Neither Dale nor his ex-spouse, however, was completely sold on that proposal.

“Although a very bright line, Judge Tow’s opinion is the better version compared to West,” said attorney Alexander Masterson, representing Nicole Jehlicka Dale. A framework that looks at all of the circumstances “is going to continually invite the question of, ‘How much is enough?'”

“Can you imagine a scenario in which the trial court eliminates parenting time altogether,” without finding the child is endangered, asked Justice William W. Hood III.

“It’s very difficult to even fathom a scenario” where that happens, replied Masterson.

“It’s an extreme example to test whether the rule you’re suggesting is principled, right?

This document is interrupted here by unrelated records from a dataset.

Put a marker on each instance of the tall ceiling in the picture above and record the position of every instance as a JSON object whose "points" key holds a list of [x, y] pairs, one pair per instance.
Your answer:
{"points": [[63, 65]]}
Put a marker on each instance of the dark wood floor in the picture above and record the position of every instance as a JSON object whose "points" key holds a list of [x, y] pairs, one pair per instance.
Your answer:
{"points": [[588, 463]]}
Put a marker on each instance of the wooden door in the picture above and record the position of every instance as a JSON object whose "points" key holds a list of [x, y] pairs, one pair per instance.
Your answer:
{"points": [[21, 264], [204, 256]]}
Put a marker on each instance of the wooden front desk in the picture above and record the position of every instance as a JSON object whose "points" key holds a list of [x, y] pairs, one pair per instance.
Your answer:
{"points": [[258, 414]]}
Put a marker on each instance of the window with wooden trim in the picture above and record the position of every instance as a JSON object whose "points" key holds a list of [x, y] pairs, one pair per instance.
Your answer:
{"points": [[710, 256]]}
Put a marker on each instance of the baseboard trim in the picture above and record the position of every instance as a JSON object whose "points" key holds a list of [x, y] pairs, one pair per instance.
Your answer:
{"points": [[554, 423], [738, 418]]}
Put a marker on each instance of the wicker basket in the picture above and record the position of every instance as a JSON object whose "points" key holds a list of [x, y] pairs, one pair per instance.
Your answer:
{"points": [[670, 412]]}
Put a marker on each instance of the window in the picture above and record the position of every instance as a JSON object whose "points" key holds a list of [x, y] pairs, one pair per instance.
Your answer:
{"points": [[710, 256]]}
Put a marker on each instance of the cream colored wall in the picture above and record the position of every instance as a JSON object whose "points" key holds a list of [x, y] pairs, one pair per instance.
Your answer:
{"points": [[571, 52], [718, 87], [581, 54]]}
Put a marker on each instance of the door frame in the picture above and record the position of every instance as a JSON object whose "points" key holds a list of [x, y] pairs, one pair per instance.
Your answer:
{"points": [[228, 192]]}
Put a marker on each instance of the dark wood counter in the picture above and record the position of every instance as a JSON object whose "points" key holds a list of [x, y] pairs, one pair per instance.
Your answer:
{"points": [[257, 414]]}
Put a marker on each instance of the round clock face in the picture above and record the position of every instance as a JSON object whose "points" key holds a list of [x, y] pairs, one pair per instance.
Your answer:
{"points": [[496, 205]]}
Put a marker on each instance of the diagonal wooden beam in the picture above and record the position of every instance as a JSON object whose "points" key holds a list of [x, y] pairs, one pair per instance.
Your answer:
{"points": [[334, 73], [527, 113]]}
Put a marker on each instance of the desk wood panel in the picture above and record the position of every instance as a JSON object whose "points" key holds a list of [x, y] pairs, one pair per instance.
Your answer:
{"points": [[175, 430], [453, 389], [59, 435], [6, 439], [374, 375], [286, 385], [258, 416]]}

That’s what I’m struggling with,” said Hood. “How do you just ignore quantitative altogether?”

Colorado Supreme Court Justice William W. Hood III concentrates during oral arguments at Courts in the Community on Thursday, Oct. 26, 2023, at Gateway High School in Aurora, Colo. (Timothy Hurst/Denver Gazette)
Colorado Supreme Court Justice William W. Hood III concentrates during oral arguments at Courts in the Community on Thursday, Oct. 26, 2023, at Gateway High School in Aurora, Colo. (Timothy Hurst/Denver Gazette)

Responding to Masterson’s suggestion that judges look at whether a change stems from logistical concerns or concerns about a parent’s behavior, Justice Maria E. Berkenkotter did not see that as workable, either.

“I’m just concerned that it’s a bright line that makes sense here, but I’m not sure it’s a bright line that makes sense in the real world,” she said, adding that the vast majority of family law cases involve at least one self-represented litigant. “Trial court judges all the time receive motions that are handwritten, that go on for multiple pages about all sorts of things — some of which may be logistical, some of which might be behavioral.”

And yet, the justices also struggled with the framework Solano was suggesting.

“Mr. Solano, respectfully, what I hear you suggesting is sort of a my-client-wins rule,” said Hood. The upshot is that “even very routine modification cases that we see at the trial court level all the time, there would have to be an endangerment evaluation. And that just doesn’t seem workable to me.”

The case is In the Marriage of Dale.